I'll point out that the number of files mentioned in statistic number 0 at the top of that screenshot has gone down significantly from before: that's simply because the fix I discussed in the third part of this series of articles combined a lot of multi-file recordings into single-file SuperFLACs. So the drop in numbers there is nothing to do with this fix. For that, pay attention to the statistic number 11 again: missing sample rates in filenames... zero!

You'll also notice that my music collection now no longer suffers from any of the logical or physical anomalies which Niente detects, meaning that after four episodes of this series and four different fix-up scripts, my music collection is now 'clean' and free from the tagging stuff-ups that afflicted it.

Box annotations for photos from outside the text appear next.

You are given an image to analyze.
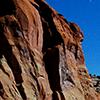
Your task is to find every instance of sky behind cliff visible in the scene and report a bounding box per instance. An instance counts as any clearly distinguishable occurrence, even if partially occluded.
[46,0,100,75]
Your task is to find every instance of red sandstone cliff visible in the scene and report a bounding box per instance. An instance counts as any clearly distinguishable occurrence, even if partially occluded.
[0,0,100,100]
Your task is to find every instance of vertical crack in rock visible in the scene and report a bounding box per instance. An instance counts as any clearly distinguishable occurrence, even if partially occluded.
[0,0,100,100]
[0,0,16,16]
[0,20,26,100]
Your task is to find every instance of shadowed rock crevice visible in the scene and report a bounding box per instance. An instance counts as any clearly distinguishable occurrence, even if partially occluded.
[0,0,100,100]
[0,23,26,100]
[0,0,16,16]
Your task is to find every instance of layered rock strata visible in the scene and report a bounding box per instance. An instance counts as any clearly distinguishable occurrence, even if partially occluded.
[0,0,100,100]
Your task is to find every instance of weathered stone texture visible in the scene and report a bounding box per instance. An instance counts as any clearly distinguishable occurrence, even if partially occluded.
[0,0,100,100]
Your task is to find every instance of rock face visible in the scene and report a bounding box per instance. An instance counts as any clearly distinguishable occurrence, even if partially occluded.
[0,0,100,100]
[90,75,100,93]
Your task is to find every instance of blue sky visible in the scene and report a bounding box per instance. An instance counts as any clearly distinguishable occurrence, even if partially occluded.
[46,0,100,75]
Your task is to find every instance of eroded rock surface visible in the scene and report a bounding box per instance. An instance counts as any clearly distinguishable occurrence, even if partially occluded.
[0,0,100,100]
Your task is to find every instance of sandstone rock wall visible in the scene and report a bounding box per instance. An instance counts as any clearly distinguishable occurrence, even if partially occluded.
[0,0,100,100]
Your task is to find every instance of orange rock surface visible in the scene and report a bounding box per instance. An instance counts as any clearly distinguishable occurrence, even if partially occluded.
[0,0,100,100]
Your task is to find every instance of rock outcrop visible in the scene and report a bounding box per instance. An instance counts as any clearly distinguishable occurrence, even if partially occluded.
[0,0,100,100]
[90,75,100,93]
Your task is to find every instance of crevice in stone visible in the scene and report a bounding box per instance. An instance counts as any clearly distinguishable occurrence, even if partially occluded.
[0,0,16,16]
[0,24,26,100]
[44,47,65,100]
[35,0,63,52]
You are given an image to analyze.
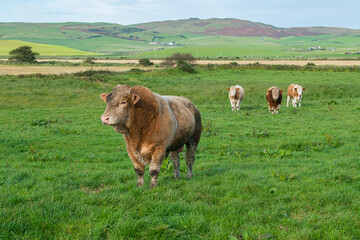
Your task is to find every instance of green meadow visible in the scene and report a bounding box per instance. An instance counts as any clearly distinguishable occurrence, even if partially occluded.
[0,67,360,240]
[0,40,98,57]
[0,19,360,59]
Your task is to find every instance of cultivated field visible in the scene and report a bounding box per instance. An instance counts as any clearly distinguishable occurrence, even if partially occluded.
[0,59,360,75]
[0,68,360,239]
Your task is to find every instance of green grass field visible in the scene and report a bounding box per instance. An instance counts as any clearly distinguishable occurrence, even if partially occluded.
[0,40,98,57]
[0,66,360,239]
[0,22,360,59]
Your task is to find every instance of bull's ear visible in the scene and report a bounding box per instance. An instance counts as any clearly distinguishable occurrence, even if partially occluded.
[131,93,140,105]
[100,93,109,102]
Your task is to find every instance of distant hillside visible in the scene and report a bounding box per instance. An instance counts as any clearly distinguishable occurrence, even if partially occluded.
[0,40,96,56]
[0,18,360,57]
[133,18,360,38]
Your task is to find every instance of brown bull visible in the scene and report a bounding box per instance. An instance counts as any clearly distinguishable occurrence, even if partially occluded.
[266,86,282,114]
[100,85,202,187]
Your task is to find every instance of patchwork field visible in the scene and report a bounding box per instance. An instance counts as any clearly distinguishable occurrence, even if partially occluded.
[0,68,360,239]
[0,40,98,57]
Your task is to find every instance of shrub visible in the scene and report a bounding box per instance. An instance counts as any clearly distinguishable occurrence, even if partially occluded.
[139,58,154,67]
[9,46,39,63]
[176,60,196,73]
[83,57,95,64]
[161,53,195,67]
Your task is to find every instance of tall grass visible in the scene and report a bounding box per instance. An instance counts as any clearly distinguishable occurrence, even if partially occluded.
[0,68,360,239]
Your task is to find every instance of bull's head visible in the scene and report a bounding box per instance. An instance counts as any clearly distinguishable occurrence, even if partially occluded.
[100,85,140,126]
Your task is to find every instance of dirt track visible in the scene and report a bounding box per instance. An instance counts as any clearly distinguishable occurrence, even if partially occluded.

It is now, at least to Niente's satisfaction, entirely free of logical or physical defects and conforms exactly to all the requirements of my Axioms of Classical Music Tagging article. This makes me very happy, of course... but does rather mean that I've reached the end of this particular sequence of blog posts! Thanks for coming along for the ride...

Updated to add: I now report my Niente statistics, computed nightly, on my Current Aggregate Statistics page, so if I ever make mistakes when cataloguing and tagging new additions to the collection in the future, you'll be able to see me doing it in near-real-time (well, day-by-day, at least)! Hopefully, however, that page will continue to report lots of zeroes for all the various 'error conditions' statistics.